Wak Ma’e adalah orang kampung. Kedekatannya pada segala kebutuhan, baik kebutuhan fisik atau pskhis umumnya “beraliran” tradisionil. Juice kesukaannya pisang thok. Kuliner ringan kegemarannya canggruk (butiran sagu masak dicampur santan), cemilan yang paling dia gandrungi boh bi teucroh (ubi belah yang digoreng). Dan karena kesukaannya mengunyah sirih sejak muda, giginya masih sempurna dan kuat kendati saat ini usianya sudah lebih 60 tahun sehingga keripik ubi yang keras itu juga biasa dijadikannya sebagai pelalai kunyahan senggang waktu.

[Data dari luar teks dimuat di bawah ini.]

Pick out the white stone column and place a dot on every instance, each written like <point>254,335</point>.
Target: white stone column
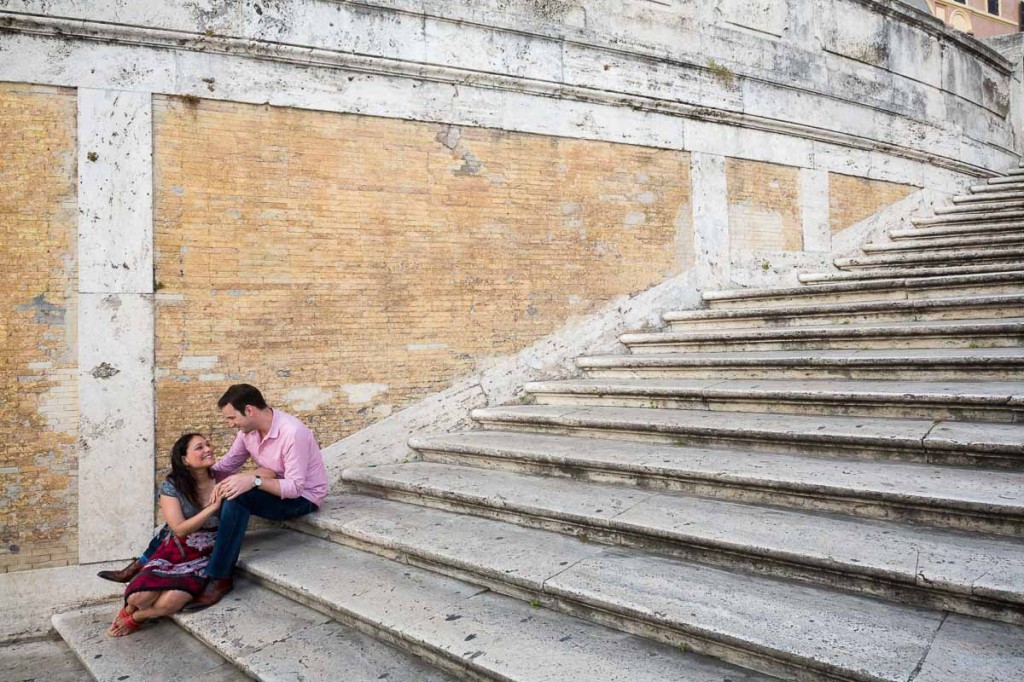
<point>711,220</point>
<point>115,324</point>
<point>814,209</point>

Dan pagi itu, dari desanya di Gampong Baro, ia mengayuh sejarak tiga kilometeran sepedanya yang tua itu menuju pasar tradisionil Grong-Grong. Padahal untuk urusan membeli segala kebutuhan bukankah pasar Kota Sigli lebih lengkap dan dekat? Desa Gampong Baro berada dalam wilayah Kecamatan Pidie. Tapi secara geografis dia sudah tergolong desa-kota karena letaknya nyaris persis di tepian Kota Sigli sebagai ibukota Kabupaten Pidie di mana pasarnya menjual lengkap bahkan untuk segala kebutuhan sekabupaten warga. Kenapa musti lelah-lelah mendayung sepeda karatan ke pasar Grong-Grong?

“Di pasai Sigli hana ureueng meukat bakong rukok yang mangat. Na dua droe ureueng meukat, mandua jimeukat bakong murah (di pasar Kota Sigli tidak ada penjual tembakau yang berkualitas. Ada dua penjual, dua-duanya menjual tembakau murahan),” kata Wak Ma’e (nama aslinya Ismail Ben) beberapa waktu lalu di pasar Grong-Grong. Jadi rupanya Wak Ma’e bukan saja pe-juice pisang thok, peminum canggruk, pengunyah bi teucroh dan pengagum seudati serta penyorak geudeue-geudeue, tetapi dia juga penghisap rukok on (rokok daun/sering disebut rokok linting).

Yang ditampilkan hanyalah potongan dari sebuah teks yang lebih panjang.